The industry body of worldwide GSM operators GSMA has said the Indian government needs to manage the precious resource of spectrum more efficiently and that freeing spectrum in 700-mhz band would be crucial for the growth of the industry.
GSMA senior director Jaikishan Rajaraman said, ?We have sufficient spectrum to be allocated in the 2,100-mhz band. It may be difficult to have spectrum in contiguous bands because of spectrum allocation on an ad hoc manner in the past, but there is no dearth of spectrum in India.?
Rajaraman opined that by just allocating 5 mhz of additional spectrum to each operator having a 3G licence will contribute about $500-billion revenue to the government over the next five years. As per a report by Analysys Mason, an increase in broadband penetration of 1% will contribute Rs 16,200 crore by 2015. Allocation of additional 5 Mhz of 3G spectrum will increase broadband penetration by 3.3% of population and, hence, enhance GDP by Rs 53,800 crore in 2015, the report highlighted.
The GSMA represents the interests of the worldwide GSM mobile industry. Its members represent more than 4.5 billion GSM and 3 GSM connections. The GSM operators in India who belong to the GSMA family give an annual fee to the association and, in turn, this industry body gives them suggestions, holds discussions and makes joint representation on various topics concerning them to the government.

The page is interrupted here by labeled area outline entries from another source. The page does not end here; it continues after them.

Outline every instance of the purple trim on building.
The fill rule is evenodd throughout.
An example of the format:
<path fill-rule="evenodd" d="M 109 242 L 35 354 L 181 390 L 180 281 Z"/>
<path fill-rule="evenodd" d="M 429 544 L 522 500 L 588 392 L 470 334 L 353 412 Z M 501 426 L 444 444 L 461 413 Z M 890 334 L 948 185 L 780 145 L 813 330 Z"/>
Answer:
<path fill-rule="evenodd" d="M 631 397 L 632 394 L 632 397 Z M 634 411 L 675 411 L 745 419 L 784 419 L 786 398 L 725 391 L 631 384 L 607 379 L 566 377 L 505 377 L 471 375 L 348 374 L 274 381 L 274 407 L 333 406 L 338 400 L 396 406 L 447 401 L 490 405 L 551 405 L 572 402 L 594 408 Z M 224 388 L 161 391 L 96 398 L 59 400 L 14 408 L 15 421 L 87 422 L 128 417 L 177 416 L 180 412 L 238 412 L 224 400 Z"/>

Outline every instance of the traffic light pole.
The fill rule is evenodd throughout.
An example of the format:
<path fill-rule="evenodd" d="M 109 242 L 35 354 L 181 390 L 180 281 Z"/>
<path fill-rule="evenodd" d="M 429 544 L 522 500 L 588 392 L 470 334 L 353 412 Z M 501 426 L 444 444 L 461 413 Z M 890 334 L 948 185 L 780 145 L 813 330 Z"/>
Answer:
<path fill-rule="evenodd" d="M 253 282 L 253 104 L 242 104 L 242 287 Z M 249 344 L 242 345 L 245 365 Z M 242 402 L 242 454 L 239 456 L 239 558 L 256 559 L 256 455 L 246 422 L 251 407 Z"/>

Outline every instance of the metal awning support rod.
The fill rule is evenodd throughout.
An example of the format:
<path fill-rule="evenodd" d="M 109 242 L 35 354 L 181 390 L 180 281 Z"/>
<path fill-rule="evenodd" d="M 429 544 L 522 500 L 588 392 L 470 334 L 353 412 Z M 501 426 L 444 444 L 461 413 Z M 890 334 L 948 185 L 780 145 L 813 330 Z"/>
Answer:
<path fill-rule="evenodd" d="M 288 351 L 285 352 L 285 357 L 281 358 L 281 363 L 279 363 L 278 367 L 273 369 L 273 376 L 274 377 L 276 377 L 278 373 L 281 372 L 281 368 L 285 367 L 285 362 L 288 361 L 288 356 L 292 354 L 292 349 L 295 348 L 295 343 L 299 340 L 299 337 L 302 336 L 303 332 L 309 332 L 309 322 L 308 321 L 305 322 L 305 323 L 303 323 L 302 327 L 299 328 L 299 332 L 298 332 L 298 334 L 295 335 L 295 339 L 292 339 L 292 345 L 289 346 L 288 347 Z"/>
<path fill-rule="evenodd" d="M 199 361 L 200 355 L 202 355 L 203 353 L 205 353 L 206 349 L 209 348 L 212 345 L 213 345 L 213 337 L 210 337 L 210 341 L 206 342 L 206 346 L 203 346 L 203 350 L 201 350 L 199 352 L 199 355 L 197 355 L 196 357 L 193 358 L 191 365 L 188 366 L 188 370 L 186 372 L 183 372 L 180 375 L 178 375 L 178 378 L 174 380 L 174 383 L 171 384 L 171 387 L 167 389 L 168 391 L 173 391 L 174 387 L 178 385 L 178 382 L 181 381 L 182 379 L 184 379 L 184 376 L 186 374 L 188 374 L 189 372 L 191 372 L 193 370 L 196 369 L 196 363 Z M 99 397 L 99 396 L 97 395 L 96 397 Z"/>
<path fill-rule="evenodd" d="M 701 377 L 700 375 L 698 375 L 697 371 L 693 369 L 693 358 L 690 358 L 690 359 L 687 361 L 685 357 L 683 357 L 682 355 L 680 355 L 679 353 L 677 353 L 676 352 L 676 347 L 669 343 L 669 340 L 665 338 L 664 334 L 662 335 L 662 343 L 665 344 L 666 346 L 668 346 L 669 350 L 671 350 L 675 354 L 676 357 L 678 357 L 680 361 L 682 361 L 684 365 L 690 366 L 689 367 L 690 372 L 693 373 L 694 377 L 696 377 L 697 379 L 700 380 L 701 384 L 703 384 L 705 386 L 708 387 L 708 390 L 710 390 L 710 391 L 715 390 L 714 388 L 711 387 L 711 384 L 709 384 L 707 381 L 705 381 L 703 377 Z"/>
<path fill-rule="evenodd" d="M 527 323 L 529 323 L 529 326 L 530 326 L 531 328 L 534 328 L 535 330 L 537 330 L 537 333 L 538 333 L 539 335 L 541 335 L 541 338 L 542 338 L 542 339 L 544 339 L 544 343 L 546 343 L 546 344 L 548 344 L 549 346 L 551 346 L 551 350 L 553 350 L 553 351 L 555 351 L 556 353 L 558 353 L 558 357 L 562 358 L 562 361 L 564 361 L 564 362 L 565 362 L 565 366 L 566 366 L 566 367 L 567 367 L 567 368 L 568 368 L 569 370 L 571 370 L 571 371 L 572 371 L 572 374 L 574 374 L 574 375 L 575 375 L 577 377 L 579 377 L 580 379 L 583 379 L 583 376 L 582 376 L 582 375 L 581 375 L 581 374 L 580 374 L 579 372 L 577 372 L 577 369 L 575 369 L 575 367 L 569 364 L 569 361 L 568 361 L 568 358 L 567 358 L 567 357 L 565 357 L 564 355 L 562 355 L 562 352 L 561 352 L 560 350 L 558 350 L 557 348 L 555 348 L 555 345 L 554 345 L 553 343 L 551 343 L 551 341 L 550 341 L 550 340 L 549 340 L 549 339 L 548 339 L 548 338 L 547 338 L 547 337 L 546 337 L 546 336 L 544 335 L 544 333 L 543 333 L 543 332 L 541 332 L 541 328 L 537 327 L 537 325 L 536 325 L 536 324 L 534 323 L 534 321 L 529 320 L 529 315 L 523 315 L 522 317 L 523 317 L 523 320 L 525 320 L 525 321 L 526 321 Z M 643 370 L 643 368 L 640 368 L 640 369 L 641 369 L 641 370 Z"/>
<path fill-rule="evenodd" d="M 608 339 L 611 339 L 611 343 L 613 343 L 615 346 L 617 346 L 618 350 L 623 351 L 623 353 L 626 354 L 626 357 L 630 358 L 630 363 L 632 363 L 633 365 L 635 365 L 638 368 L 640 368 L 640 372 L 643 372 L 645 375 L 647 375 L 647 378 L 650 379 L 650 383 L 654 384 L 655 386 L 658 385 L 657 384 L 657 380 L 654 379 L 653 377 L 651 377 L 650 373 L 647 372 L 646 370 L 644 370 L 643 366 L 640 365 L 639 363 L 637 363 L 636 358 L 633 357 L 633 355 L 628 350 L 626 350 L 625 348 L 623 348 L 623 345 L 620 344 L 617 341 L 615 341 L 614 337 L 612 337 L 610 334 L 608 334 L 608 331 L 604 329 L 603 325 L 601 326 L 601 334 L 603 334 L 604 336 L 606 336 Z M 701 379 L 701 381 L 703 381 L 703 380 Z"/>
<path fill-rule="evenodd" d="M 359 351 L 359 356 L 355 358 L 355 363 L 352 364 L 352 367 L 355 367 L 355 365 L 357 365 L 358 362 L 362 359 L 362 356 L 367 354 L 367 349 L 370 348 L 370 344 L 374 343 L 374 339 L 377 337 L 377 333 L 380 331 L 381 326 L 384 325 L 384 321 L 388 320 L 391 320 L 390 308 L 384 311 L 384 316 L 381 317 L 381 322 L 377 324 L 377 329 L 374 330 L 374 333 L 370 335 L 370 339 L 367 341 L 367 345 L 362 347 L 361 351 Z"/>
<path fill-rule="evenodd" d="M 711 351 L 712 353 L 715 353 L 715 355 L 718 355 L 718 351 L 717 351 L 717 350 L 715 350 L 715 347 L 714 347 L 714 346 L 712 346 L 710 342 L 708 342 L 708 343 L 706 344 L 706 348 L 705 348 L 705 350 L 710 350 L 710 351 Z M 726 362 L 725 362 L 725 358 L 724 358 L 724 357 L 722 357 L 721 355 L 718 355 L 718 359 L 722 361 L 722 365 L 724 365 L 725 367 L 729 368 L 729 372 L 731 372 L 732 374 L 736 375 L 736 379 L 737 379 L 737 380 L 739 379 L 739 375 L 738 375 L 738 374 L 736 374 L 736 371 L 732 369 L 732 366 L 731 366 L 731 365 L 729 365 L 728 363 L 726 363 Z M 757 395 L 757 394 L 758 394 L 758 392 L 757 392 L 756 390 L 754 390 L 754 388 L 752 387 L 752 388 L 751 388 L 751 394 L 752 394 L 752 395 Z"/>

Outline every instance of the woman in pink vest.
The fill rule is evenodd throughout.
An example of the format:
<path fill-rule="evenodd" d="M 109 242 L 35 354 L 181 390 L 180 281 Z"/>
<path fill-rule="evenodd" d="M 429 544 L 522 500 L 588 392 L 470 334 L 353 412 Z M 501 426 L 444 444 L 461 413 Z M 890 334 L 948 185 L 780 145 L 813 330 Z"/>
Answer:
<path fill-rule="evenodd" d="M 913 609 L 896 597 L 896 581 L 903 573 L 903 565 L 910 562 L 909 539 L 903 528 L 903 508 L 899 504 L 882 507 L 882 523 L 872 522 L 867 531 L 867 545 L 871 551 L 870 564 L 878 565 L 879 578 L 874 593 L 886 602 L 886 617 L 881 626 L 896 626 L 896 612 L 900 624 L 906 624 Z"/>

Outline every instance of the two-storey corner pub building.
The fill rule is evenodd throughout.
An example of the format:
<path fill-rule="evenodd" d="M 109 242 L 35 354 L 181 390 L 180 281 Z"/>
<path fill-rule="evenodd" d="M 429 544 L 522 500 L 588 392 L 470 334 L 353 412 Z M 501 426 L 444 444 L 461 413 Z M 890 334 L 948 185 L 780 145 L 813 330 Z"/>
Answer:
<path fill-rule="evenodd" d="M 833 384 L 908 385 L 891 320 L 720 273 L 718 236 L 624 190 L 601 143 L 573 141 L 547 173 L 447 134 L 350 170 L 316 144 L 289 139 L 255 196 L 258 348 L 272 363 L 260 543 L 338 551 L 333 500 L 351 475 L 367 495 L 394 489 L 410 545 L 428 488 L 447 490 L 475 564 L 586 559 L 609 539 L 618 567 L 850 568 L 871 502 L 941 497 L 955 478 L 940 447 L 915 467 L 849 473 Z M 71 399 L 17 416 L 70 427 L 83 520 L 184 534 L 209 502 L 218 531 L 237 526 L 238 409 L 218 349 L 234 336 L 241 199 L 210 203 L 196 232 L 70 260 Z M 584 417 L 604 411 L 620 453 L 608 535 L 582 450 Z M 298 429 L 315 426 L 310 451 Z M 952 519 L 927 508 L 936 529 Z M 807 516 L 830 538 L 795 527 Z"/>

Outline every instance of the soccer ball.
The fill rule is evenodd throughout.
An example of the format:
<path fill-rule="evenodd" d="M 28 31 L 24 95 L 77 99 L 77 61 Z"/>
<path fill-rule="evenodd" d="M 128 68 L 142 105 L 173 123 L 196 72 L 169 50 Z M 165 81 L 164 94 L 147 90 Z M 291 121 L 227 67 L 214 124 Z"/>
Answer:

Almost all major GSM carriers are already facing spectrum congestion in the metros for offering basic voice services, and do not have network capacity to offer EDGE-based data services. With the allocation of 3G and BWA spectrum, some of the voice congestion will get relieved and operators will have spare capacity to offer data services. However, 3G spectrum allocation is only 5 MHz and will only be able to support limited number of wireless broadband users as some will be used to solve the voice congestion issues.
As a solution to this issue he suggested that freeing spectrum in 700-mhz band was important for the growth of telephony in India. ?Spectrum in this 700-mhz band is of superior quality and the US is about to launch LTE on this band.
This band in India is largely unoccupied. The issue is how quickly government can vacate this band which now carries analog television signals and harness it for mobile communication,? he added.